Supply Your Why In Your Artist Story

Your artist story is an opportunity for you to connect with readers, followers, and potential buyers. Your brand revolves around it.
Your artist story is your Why.
In his TED talk, Simon Sinek famously says, “People don’t buy what you do; people buy why you do it.”

This is powerful stuff. Your Why differentiates you from other artists and entrepreneurs.
Your Why can help you sell more art.
Getting to your Why isn’t as easy as it sounds.
I’ve read too many artist statements that say something like: “I make art because I have to.” This isn’t a Why. And it isn’t helpful for making a connection with people because it’s vague.
Non-artists do not understand making art because you have to. It's not in their DNA. You must be more explicit.
When you write a flimsy sentence, which I define as a bunch of words that could be attributed to any number of people, you have to dig to find something more meaningful.
You owe it to yourself, your art, and your audience.
Why do you have to make art? You aren’t going to perish if you don’t make art, but you might be less whole.
What specific need or desire does making art fulfill for you? Specific.

More Whys

While you’re at it, throw these Whys into the mix.

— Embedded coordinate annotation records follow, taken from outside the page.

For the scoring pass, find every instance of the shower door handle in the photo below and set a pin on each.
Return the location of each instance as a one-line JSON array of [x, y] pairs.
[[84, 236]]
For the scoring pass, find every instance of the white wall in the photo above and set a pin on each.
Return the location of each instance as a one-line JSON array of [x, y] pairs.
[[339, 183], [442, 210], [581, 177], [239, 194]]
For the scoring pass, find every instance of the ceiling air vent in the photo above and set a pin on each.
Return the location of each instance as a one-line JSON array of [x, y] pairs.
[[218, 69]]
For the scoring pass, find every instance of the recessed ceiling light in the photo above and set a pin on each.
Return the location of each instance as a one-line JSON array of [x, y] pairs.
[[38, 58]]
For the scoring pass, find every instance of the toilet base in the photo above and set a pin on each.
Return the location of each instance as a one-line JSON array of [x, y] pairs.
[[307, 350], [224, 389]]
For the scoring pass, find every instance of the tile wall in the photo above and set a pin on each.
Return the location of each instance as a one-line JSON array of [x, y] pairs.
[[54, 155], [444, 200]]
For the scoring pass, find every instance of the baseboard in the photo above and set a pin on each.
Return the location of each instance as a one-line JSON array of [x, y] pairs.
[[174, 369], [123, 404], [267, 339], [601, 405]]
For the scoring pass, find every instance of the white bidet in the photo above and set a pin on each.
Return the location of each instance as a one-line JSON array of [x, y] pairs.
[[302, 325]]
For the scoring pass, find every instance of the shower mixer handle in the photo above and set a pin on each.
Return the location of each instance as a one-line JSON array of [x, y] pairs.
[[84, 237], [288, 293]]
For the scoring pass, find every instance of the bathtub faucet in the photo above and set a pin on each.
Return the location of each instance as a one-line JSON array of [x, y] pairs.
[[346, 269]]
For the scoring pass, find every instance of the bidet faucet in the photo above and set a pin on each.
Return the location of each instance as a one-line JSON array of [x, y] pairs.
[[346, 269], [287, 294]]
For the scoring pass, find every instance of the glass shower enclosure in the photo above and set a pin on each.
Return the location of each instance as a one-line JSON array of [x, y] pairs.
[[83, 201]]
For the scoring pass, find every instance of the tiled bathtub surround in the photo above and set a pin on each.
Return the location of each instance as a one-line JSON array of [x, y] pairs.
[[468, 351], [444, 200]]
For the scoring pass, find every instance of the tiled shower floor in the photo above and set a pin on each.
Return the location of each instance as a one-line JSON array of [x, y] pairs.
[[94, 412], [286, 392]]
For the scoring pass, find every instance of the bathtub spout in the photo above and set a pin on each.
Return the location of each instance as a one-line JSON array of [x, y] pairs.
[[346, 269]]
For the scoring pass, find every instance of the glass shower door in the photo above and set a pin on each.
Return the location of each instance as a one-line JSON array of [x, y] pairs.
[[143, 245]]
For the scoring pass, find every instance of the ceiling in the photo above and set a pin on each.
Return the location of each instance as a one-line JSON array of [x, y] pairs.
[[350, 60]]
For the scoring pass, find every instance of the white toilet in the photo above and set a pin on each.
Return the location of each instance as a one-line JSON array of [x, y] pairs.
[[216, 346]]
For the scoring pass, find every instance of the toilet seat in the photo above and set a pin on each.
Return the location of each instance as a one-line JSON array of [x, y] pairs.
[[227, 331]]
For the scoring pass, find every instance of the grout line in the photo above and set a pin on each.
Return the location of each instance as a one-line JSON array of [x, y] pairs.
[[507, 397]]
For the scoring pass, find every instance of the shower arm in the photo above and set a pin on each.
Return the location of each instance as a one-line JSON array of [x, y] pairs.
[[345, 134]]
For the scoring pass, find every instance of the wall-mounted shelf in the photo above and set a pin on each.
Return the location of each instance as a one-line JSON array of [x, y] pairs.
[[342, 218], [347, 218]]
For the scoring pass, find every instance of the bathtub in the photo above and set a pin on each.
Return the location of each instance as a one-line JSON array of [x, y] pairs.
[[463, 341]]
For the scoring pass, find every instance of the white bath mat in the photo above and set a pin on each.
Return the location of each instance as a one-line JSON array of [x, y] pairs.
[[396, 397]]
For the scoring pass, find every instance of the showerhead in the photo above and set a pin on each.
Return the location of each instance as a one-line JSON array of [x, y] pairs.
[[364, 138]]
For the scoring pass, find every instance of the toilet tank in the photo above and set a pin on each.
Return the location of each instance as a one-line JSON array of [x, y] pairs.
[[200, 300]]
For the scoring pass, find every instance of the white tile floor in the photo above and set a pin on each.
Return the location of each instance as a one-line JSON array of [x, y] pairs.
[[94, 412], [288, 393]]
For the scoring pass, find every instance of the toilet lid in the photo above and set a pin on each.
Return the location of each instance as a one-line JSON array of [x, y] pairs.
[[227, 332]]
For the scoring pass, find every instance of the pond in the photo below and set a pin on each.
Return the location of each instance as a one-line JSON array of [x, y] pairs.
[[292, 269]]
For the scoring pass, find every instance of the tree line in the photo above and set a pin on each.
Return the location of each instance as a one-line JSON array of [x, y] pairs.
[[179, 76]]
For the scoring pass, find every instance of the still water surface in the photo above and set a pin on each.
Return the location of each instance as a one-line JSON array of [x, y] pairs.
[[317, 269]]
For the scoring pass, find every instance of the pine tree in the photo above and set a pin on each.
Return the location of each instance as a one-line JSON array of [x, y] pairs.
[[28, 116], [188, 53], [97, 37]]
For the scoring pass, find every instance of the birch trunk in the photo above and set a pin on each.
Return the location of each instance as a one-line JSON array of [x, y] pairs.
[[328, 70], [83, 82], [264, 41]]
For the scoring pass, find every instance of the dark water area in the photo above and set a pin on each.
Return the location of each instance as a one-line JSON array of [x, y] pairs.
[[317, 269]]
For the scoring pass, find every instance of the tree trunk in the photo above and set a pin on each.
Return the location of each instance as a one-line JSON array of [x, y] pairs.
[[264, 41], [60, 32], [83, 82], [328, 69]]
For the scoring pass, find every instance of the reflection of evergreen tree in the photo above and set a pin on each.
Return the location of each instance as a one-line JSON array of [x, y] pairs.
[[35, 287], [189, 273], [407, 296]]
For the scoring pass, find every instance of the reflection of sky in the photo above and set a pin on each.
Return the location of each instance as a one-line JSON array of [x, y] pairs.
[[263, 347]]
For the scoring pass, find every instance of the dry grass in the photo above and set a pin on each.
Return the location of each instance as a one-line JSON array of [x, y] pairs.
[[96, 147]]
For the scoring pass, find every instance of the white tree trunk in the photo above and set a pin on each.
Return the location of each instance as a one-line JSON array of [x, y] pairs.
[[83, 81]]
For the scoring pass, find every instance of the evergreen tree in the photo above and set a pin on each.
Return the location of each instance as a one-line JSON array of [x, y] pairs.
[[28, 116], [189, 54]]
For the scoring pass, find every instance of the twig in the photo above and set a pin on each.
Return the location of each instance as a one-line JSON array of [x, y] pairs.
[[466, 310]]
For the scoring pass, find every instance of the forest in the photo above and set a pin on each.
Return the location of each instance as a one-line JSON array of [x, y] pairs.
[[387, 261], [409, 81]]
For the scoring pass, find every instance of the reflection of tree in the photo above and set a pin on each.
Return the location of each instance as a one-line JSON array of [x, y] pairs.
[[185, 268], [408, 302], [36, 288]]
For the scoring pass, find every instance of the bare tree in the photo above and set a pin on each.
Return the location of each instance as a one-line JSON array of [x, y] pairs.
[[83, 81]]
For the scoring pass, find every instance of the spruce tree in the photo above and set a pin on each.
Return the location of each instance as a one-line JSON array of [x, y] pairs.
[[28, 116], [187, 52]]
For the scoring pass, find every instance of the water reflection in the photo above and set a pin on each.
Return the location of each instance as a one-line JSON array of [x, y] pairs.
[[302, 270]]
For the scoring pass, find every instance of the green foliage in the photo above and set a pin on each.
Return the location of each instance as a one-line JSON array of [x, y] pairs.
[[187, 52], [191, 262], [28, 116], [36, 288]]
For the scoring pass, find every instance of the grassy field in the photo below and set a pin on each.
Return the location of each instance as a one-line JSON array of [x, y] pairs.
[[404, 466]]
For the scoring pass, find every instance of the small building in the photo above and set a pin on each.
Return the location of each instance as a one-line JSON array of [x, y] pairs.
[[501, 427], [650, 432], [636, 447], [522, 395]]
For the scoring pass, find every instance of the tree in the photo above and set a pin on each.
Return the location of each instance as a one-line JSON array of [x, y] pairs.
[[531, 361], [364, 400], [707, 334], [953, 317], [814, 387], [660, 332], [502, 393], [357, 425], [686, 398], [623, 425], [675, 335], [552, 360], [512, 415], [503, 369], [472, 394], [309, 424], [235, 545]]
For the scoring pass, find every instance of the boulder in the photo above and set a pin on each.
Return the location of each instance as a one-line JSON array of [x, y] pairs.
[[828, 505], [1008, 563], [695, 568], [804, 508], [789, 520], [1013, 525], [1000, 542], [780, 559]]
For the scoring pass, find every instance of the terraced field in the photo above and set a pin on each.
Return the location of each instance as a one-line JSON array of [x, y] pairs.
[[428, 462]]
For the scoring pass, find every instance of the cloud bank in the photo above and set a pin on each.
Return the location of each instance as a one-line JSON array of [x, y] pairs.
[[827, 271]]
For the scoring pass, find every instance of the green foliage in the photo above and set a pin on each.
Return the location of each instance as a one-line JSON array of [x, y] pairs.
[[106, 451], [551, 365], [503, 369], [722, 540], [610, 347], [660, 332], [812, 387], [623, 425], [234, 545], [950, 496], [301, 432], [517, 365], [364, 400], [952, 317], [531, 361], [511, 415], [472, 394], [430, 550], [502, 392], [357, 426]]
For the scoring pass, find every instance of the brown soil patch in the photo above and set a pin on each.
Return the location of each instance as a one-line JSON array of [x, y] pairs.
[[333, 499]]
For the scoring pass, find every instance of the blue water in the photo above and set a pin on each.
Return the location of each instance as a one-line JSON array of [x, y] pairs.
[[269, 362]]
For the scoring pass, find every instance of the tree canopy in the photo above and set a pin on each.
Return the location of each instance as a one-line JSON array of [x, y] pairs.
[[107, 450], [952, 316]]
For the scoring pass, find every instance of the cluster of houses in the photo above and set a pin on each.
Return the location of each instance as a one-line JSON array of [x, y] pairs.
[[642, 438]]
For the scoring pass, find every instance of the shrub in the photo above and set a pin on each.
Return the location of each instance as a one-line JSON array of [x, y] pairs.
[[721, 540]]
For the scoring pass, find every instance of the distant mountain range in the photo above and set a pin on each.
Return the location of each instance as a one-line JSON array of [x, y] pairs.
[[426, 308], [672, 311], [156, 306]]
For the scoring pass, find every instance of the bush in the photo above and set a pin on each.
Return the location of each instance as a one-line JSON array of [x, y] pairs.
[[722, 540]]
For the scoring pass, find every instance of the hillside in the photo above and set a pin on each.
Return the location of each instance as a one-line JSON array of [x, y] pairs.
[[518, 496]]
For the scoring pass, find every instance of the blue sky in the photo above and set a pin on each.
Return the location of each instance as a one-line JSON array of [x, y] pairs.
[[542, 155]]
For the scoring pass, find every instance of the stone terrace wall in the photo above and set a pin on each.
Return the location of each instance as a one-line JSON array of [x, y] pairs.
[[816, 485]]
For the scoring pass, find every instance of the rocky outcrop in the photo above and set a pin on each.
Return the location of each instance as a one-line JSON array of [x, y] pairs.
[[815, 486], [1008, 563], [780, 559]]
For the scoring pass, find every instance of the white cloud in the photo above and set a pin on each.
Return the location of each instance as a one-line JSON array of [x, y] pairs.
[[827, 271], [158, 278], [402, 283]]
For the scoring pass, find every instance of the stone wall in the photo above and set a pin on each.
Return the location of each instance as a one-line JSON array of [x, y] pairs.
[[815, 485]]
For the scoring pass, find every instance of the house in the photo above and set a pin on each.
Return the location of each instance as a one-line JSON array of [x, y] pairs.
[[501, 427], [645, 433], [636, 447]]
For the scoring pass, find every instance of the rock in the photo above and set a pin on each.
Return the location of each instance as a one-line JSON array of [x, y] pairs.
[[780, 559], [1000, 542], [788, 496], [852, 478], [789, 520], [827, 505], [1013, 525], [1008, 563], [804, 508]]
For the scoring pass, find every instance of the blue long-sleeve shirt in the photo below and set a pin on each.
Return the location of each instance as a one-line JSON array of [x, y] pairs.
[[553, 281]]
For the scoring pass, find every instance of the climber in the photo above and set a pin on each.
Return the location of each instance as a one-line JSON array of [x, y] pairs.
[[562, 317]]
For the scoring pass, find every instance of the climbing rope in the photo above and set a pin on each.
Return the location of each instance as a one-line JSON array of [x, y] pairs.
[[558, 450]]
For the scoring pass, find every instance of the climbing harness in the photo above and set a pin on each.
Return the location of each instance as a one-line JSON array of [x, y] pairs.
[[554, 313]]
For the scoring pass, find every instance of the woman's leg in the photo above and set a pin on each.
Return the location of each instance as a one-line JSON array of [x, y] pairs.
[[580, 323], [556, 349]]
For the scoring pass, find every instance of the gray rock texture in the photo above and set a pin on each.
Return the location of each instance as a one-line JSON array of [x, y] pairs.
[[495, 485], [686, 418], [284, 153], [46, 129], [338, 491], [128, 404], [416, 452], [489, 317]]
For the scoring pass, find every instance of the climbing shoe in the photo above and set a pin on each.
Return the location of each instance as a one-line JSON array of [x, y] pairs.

  • Why do you choose the materials, techniques, and scale that you do?
  • Why do you live where you live? How does it inform your art?
  • Why do you show your art at certain venues or install it in a particular manner?
  • Why do you teach? How are you a better artist as a result?
  • Why do you spend every February on the Oregon Coast? What does the cool, drizzly weather do for your creativity?

Eke Out The Stories

Answering these questions for yourself is a first step, but don’t present them so matter-of-fact in your bio or on your About page. Make stories out of them.
Here are a couple of examples.
Instead of saying, “I use clay because . . . “ you could say, “Molding a slap of wet clay takes me back to my childhood when we used to make sand castles on the beach. I remember . . . ”
Rather than, “I renew my creativity every February on the Oregon Coast,” try “I go to the Oregon Coast every February to escape the dry climes of the desert. The gray, damp air forces me inside – literally and emotionally. I hole up in my small studio and find warmth in a rush of creativity.”
Not every occasion begs for a story, but stories can help sell your art. Practice your Why on your social media updates. When you're temped to type a flimsy sentence, stretch yourself by getting to the Why of the matter.
Are you supplying the Why in your artist story?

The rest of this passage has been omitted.